If passed into law, the federal budget for 2011 that lawmakers will vote on this week will harm key efforts in daily weather forecasting, search-and-rescue operations, and long-term weather prediction, says a top U.S. government official. Speaking at a Senate committee hearing this afternoon, National Oceanic and Atmospheric Administration Administrator Jane Lubchenco said that the $4.5 billion level for NOAA's budget this year set by congress would delay the launch of the first satellite in the $12 billion Joint Polar Satellite System (JPSS) from 2016 to 2018.
Polar satellites are uniquely important for weather prediction. Whereas geostationary crafts orbit over fixed points some 36,000 km above Earth's surface, polar crafts like JPSS-1 will whiz around Earth in a north-south direction at an altitude of 770 km, providing much finer data resolution and scanning every point on Earth as the planet spins. JPSS-1 would acquire a "much better quality" temperature and moisture profile than those of geostationary weather satellites, says JPSS Deputy Director Ajay Mehta. Plus polar crafts fill gaps in coverage, he says: "There's really no imagery for Alaska, for example, if you rely just on geostationary satellites."
For years, concern about NOAA's troubled polar satellite program has focused on climate sensors, six of which were stripped from JPSS's predecessor, NPOESS, in 2006, to preserve weather data. But now weather information itself is in jeopardy. In October, NASA intends to launch a polar satellite, the NPOESS Preparatory Project (NPP), that would gather data similar to that gathered by JPSS-1. But according to its design life, NPP will not function after 2017. That would leave an 18-month data gap between the end of the NPP mission and launch of JPSS-1, Lubchenco says.
JPSS-1's launch will be delayed in part because NOAA's $4.5 billion budget under the 2011 bill is roughly $1 billion lower than what the Obama Administration requested; roughly 80% of the cut comes from the procurement, acquisition, and construction part of the agency's budget.
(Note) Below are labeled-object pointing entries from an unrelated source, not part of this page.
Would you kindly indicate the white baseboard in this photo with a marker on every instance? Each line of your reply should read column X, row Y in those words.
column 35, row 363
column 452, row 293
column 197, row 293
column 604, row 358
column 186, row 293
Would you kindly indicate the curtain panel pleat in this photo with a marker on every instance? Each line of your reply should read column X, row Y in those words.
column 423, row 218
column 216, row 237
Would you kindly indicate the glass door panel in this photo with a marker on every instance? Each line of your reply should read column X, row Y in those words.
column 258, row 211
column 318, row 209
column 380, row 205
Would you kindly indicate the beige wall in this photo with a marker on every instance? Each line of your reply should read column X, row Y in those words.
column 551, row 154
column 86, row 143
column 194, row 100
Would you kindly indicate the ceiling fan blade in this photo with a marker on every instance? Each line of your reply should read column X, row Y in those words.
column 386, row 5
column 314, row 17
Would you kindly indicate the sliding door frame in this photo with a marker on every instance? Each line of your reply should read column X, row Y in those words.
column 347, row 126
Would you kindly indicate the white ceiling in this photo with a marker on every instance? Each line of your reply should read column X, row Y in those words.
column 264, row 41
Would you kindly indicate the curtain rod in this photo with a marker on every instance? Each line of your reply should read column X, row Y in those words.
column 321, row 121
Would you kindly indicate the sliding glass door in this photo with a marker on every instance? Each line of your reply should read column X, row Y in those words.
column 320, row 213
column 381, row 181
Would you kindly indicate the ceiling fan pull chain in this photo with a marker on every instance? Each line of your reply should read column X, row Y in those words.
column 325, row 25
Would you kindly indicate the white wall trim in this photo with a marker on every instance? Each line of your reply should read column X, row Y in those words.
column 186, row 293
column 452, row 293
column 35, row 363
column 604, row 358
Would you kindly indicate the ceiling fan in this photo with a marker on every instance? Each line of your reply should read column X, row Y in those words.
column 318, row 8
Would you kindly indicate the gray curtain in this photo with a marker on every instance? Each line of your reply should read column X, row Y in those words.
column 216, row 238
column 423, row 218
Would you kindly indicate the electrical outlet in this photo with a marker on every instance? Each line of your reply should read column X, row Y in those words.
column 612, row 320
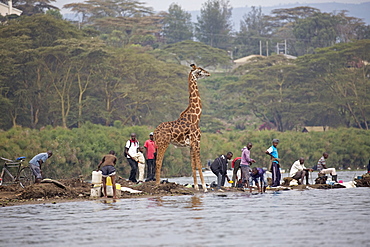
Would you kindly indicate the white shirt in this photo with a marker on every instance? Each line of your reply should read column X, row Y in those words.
column 296, row 167
column 132, row 150
column 139, row 157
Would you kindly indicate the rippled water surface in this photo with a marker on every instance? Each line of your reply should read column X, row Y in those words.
column 338, row 217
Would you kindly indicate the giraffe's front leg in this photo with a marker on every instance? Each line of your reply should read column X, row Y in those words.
column 194, row 166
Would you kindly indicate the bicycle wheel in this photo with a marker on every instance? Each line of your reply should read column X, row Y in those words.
column 26, row 177
column 6, row 178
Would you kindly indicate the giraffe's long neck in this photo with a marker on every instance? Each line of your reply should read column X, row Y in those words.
column 194, row 109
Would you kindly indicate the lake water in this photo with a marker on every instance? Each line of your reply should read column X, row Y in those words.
column 338, row 217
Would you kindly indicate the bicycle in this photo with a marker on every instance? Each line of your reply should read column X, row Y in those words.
column 23, row 175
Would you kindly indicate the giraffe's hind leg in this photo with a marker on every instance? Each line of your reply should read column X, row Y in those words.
column 194, row 166
column 198, row 165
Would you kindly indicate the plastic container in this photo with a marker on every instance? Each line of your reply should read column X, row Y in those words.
column 96, row 191
column 109, row 181
column 96, row 177
column 110, row 190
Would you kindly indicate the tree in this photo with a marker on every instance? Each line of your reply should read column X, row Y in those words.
column 24, row 79
column 214, row 24
column 340, row 74
column 177, row 25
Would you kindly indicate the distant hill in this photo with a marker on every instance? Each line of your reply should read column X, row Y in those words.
column 361, row 10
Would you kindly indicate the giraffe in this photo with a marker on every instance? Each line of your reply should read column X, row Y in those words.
column 185, row 131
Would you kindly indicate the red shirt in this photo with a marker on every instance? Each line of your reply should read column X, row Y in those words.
column 234, row 160
column 151, row 148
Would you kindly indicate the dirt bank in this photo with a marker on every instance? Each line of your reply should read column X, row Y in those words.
column 77, row 189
Congressional dithering has also put the JPSS program behind schedule, Mehta says. (NOAA expressed similar concerns last month.) Because of the budget uncertainty, Mehta says, NOAA has done almost no work on JPSS since last October.
A data gap between NPP and JPSS in 2017 could have profound consequences.
Several polar satellites fly in formation, passing the same points on Earth in sequence every 8 hours or so. The U.S. military DMSP program covers the so-called morning orbit, DMSP and European crafts share coverage of the midday orbit, and NPP and JPSS-1 cover the afternoon orbit. Having data from all three orbits is important, but Mehta says that data from NOAA crafts are uniquely tailored for U.S. weather prediction for short- and medium-term forecasts. Loss of the afternoon data would mean a "50% error increase in [forecasting] precipitation rates in southern US," according to a NOAA presentation. "Future errors of this scale could result in flood forecast error providing less time for population to react and increasing risk to life and property (hours vs days)." Search-and-rescue operations at sea could also be jeopardized by the gap, because JPSS includes a crucial sensor that listens for emergency signals sent by emergency beacons.
Cutting the satellite budget will likely cost taxpayers more in the end. NOAA expects to end up spending roughly $650 million less on JPSS-1 this year than it had planned. But "for every dollar we didn't spend [on satellites] in 2011, we will have to spend $3 to $5 in the future," Lubchenco told lawmakers today.
*This item has been amended to clarify that the $4.5 billion level is the 2011 level for NOAA.